# BusinessDelegate



## apparat (16. Feb 2006)

Ich habe eine Frage zum BusinessDelegate Pattern.

Ich habe mir folgendes Gedacht:

Mit dem Client verbinde ich mich zur BusinessDelegate-Klasse über einen rmi-Lookup.
Diese Business-Klasse soll dann zu meinen anderen Session-Beans eine Verbindung herstellen. Diese Session-Beans machen dann einen lookup auf die Entity-Beans.

Wie löse ich den Aufruf der Methoden in den einzelnen Session-Beans?
Meine Idee war das ich die LocalHome Interfaces in der BusinessDelegate-Klasse public mache.

Ein Aufruf der BusinessMethode vom Client zum Bean würde bei mir dann in etwa so aussehen:

myBusinnesDelegator.mySessoinBean.addName("TEST-NAME");

macht man das nach den DesignPatterns so? denn bei allen Sample-Codes und wenn ich mir das durchlese komme ich da nicht dahinter.

Wenn ich nämlich nachdem mir bekannten BusinessDelegate gehen müsste ich ja sämtliche BusinessMethoden im BusinessDelegate schreiben. Bei einer komplexen Anwendung würde das ja heißen das ich über 1000Methoden nur im BusinessDelegator mappen würde.

Meine Idee ist ja ein Delegator der zu einem anderen Delegator mappt.
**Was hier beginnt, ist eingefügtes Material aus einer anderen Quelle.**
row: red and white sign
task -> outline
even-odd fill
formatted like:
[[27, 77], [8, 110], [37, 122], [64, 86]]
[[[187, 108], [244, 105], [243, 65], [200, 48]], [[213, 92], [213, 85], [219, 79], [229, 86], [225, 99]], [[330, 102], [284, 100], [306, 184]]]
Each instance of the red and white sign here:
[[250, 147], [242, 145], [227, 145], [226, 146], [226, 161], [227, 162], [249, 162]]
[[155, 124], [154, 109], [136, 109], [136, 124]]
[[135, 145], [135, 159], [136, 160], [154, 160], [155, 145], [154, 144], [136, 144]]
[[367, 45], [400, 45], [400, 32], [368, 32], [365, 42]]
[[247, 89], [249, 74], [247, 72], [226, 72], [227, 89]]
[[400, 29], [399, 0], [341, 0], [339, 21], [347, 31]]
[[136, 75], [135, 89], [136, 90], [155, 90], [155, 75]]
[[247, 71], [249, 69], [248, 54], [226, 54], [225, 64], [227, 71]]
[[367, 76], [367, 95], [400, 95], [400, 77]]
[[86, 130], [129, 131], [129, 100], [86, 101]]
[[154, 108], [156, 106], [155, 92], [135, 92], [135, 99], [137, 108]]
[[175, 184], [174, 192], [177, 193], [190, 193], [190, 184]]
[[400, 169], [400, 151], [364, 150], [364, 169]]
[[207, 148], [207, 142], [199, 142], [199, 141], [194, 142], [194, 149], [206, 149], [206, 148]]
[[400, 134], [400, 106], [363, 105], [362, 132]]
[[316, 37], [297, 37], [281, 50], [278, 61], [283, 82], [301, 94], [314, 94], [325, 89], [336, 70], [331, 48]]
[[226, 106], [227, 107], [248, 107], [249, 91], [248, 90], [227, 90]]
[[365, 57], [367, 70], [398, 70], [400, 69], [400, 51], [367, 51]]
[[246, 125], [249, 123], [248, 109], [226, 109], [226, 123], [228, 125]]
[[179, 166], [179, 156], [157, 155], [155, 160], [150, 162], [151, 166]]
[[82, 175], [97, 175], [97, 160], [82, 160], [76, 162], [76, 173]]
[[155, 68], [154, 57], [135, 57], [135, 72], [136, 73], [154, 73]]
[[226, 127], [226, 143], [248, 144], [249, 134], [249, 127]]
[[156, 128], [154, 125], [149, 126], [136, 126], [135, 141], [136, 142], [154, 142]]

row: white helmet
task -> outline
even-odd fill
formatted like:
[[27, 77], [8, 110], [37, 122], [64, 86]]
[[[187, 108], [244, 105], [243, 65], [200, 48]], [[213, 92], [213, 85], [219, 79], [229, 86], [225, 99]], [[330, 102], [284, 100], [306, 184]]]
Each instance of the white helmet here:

Will halt alles in Module aufbauen und somit die Klassen einigermaßen schlank halten.


----------



## apparat (17. Feb 2006)

ähm hat denn keiner von euch ahnung von dieser materie? ist halt die frage ob man mehrere business-delegates nimmt oder alles in eine klasse tut.

und wie dann halt der zugriff bei einzelnen aussehen würde....


----------



## Bleiglanz (17. Feb 2006)

tu alles in eine klasse

der Remote-Client redet NUR mit dem Delegate (das selbst als SessionBean mit Remote-Interfaces ausgelegt ist und einfach alles sinnvolle delegiert)

alle SessionBeans sind Local, d.h. haben überhaupt kein Remote-Interface!

du musst nicht "ALLE" Methoden durchreichen, das wäre ganz fatal; der Delegate muss unter Umständen schon ein bisschen Intelligenz mit einbringen...


----------



## apparat (17. Feb 2006)

ja das meine ich ja. per remote möchte ich mit dem delegate-verbinden und alle anderen sachen dann per local-interface aufrufen.

nur wie müsste die eine business-delegate klasse aussehen? also ich meine damit wie krieg ich die intelligenz dort rein? meine idee war ja hinter dem zentralen business-delegate welches ich per remote aufrufe mehrere einzelne business-delegates per local ansteuere. diese  müsste ich aber im zentralen business-delegate dann public machen damit ich ja an alle methoden irgendwie rankomme.

oder würdest du das mappen anders realisieren? also ich meine vom aufruf und der methoden-schitbarkeit?



gruß apparat


----------



## Bleiglanz (21. Feb 2006)

versteh dein Problem nicht: wozu brauchst du noch eine zweite Schicht mit Delegates

und: "wie" du die Intelligenz da rein bekommst ist einfach eine Frage des "Designs", das muss man eben Programmieren?


----------



## apparat (22. Feb 2006)

ich will ganz einfach nicht alles in die eine klasse schreiben. diese soll übersichtlich werden. ich sehe momentan keine andere möglichkeit um sonst die ganzen methoden zu mappen bzw aufzurufen? klar ist es frage des designs. deshalb stell ich doch die frage weil ich auf hilfe hoffe wie ich das am besten hinbekomme.


----------